Artigo de opinião pelo Dr. Jorge Alcaravela
A fibrilhação auricular (FA) é a arritmia crónica mais frequente e pode afetar cerca de 10% da população com mais de 70 anos. Estima-se que 25% da população com idade superior a 40 anos irá desenvolver FA. Em Portugal, existem cerca de 200 mil a 250 mil indivíduos com esta arritmia.
A FA é um tipo de arritmia cardíaca em que existem batimentos arrítmicos, habitualmente rápidos, entre 80 a 160 por minuto. Nessa situação, a perda de função contrátil das aurículas potencia a formação de coágulos intracardíacos e, eventualmente, a embolização para todo o leito arterial. Consequentemente, o doente com FA apresenta um risco 5 vezes superior de acidente vascular cerebral (AVC), daí a necessidade de terapêutica hipocoagulante na grande maioria desta população.
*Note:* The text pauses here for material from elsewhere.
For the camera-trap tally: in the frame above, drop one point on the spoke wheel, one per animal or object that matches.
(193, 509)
A FA está associada a doenças como a hipertensão arterial, a diabetes, a insuficiência cardíaca, a doença valvular cardíaca, a doença pulmonar obstrutiva crónica, a apneia obstrutiva do sono, a adição alcoólica, entre outras, apresentando-se na forma permanente ou em crises paroxísticas. Quer na forma permanente ou na forma paroxística, o risco de AVC é semelhante e dependerá das caraterísticas específicas de cada doente. Por outro lado, a FA incrementa o risco de insuficiência cardíaca e morte, diminui a capacidade funcional e acelera o declínio cognitivo.
A grande dificuldade prende-se com o diagnóstico atempado da FA, sendo que a utilização de eletrocardiogramas seriados, do registo Holter 24 horas e do detetor de eventos, são armas fundamentais nesta cruzada.
A necessidade de diagnóstico do primeiro episódio é crucial na prevenção do AVC. A utilização de novos devices como os smartphones e os smartwatches, que conseguem avaliar a frequência cardíaca e a sua ritmicidade, pode ser um auxílio nesta problemática.
A caráter informativo, aquando de uma elevação abrupta da frequência cardíaca, avaliada pelos novos devices, ou numa simples medição da tensão arterial, o doente deve procurar ajuda médica, para testar a veracidade e o tipo de arritmia cardíaca.
A terapêutica da fibrilhação auricular consiste na redução do risco de AVC com a utilização de hipocoagulantes, no controlo da frequência cardíaca e, em alguns doentes, na conversão da FA a ritmo sinusal, que é normal e fisiológico.
A evolução da terapêutica hipocoagulante levou à criação de fármacos mais seguros, com redução do risco de hemorragia intracraniana, e mais cómodos, sem necessidade de monitorização seriada (INR), sendo utilizados na grande maioria dos doentes com FA. Todavia, o risco hemorrágico não deve ser menosprezado e medidas como o controlo da hipertensão arterial e da anemia, a evicção de bebidas alcoólicas e a utilização cuidada de anti-inflamatórios, devem ser aconselhadas.
No controlo da frequência cardíaca e/ou na conversão da FA a ritmo sinusal, a atitude terapêutica baseia-se em fármacos com propriedades antiarrítmicas, na utilização de procedimentos de ablação cardíaca e até de pacemakers, sendo delineada uma estratégia individualizada para cada doente.
Tão crucial como as medidas anteriormente mencionadas, a abordagem agressiva da patologia de base, quer seja cardíaca ou não cardíaca e o controlo apertado dos fatores de risco cardiovasculares são primordiais e estão associados ao benefício evidente na mortalidade e morbilidade.
Em forma de conclusão, a FA é uma arritmia frequente, mais típica do idoso, associada a fenómenos embólicos, nomeadamente o AVC e em alguns casos de difícil diagnóstico. A abordagem multifatorial da FA é a única estratégia a ser considerada e o tratamento passa por uma visão holística do doente.